2. Sample size used for the test set and the data provenance

• Sample Size for Test Set: Not specified in the provided text.
• Data Provenance (e.g., country of origin, retrospective or prospective): Not specified in the provided text. The study is referred to as "clinical testing," implying a prospective study, but details are lacking.

3. Number of experts used to establish the ground truth for the test set and the qualifications of those experts

• This information is not provided in the document.

4. Adjudication method (e.g., 2+1, 3+1, none) for the test set

• This information is not provided in the document.

5. If a multi-reader multi-case (MRMC) comparative effectiveness study was done, If so, what was the effect size of how much human readers improve with AI vs without AI assistance

• No mention of an MRMC study or comparative effectiveness study involving human readers with and without AI assistance is present. The device is a standalone spot-check respiratory rate monitor, not an AI-assisted diagnostic tool for interpretation by human readers.

6. If a standalone (i.e., algorithm only without human-in-the-loop performance) was done

• Yes, a standalone performance assessment was conducted for the device. The document explicitly states: "The Kai RSpot 100 software... determines a respiratory rate from the chest motion (respiratory effort) signal" and "Clinical testing of the device demonstrated its ability to generate respiratory rate information." This indicates the algorithm's performance in generating the respiratory rate independently.

7. The type of ground truth used (expert consensus, pathology, outcomes data, etc.)

• The document implies that the ground truth for respiratory rate was established against which the Kai RSpot 100's measurements were compared. However, the method for establishing this ground truth (e.g., manual counting by experts, comparison to another gold-standard device) is not specified. It can be inferred that it would be another established method for measuring respiratory rate.

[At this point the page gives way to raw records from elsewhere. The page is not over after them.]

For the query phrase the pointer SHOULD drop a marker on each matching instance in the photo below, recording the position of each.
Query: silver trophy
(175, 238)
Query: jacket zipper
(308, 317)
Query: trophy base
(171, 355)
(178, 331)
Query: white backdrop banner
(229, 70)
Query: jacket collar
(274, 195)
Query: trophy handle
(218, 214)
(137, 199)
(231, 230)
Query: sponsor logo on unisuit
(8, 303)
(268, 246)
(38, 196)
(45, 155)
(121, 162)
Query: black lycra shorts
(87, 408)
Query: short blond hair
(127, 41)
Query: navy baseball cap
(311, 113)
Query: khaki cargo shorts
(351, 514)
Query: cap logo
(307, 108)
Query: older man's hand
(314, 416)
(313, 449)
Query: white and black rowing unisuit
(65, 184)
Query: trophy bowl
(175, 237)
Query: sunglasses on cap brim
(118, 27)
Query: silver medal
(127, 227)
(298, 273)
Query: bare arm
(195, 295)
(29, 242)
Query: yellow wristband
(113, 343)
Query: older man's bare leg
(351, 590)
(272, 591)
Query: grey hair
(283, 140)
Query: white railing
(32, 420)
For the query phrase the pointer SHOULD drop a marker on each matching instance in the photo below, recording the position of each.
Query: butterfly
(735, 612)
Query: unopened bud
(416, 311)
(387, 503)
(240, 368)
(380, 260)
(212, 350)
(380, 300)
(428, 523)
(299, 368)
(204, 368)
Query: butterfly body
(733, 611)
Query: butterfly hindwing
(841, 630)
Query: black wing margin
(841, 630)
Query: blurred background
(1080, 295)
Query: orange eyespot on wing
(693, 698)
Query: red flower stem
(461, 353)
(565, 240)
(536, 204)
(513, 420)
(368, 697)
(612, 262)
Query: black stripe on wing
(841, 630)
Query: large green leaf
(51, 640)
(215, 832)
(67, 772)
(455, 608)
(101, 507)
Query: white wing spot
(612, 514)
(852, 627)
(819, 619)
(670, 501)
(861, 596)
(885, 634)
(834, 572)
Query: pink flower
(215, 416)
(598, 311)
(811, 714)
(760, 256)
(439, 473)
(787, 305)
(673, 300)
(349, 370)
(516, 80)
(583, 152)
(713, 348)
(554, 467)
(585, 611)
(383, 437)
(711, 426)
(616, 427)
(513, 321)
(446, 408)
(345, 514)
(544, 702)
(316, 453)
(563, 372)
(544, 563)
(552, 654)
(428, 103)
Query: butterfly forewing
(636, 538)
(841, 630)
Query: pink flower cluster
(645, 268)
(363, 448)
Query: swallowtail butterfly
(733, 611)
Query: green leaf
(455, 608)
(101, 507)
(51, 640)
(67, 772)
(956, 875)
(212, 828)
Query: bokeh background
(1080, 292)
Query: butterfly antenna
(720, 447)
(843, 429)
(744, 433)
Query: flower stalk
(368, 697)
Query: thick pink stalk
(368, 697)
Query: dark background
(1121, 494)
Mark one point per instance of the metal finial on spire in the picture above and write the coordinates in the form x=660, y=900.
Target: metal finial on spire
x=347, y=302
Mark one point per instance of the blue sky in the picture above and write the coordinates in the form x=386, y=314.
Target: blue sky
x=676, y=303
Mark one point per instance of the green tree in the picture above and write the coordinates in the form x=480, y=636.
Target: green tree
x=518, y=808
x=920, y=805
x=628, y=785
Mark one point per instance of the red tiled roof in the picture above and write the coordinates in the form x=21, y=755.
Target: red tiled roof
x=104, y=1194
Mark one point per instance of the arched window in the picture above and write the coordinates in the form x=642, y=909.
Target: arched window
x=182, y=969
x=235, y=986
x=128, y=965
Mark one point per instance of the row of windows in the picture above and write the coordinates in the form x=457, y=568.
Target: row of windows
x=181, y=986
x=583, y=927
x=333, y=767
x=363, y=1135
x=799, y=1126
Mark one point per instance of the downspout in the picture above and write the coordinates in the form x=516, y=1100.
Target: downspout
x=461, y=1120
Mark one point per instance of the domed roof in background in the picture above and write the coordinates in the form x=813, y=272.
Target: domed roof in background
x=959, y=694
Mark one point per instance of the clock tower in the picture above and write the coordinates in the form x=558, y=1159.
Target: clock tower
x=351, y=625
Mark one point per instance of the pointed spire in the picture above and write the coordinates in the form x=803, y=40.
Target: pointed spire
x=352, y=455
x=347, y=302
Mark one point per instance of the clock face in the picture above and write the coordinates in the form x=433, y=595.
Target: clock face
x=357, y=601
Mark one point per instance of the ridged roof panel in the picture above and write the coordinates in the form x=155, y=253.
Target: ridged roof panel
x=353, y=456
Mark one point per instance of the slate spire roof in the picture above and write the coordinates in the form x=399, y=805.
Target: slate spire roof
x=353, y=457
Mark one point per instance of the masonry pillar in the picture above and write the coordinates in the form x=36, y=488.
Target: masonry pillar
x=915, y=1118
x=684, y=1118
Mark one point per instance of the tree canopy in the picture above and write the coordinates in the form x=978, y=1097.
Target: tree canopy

8. The sample size for the training set

• This information is not provided in the document. The document primarily discusses performance testing, not details of model training.

9. How the ground truth for the training set was established

• This information is not provided, as details about a training set are not mentioned.

In summary, while the submission states that testing was performed to demonstrate "sufficient accuracy" and substantial equivalence to predicate devices, the specific quantitative details regarding acceptance criteria, sample sizes, ground truth methods, and expert involvement are not included in the provided 510(k) summary. This is common for older 510(k) summaries which often contained less granular data than more recent submissions.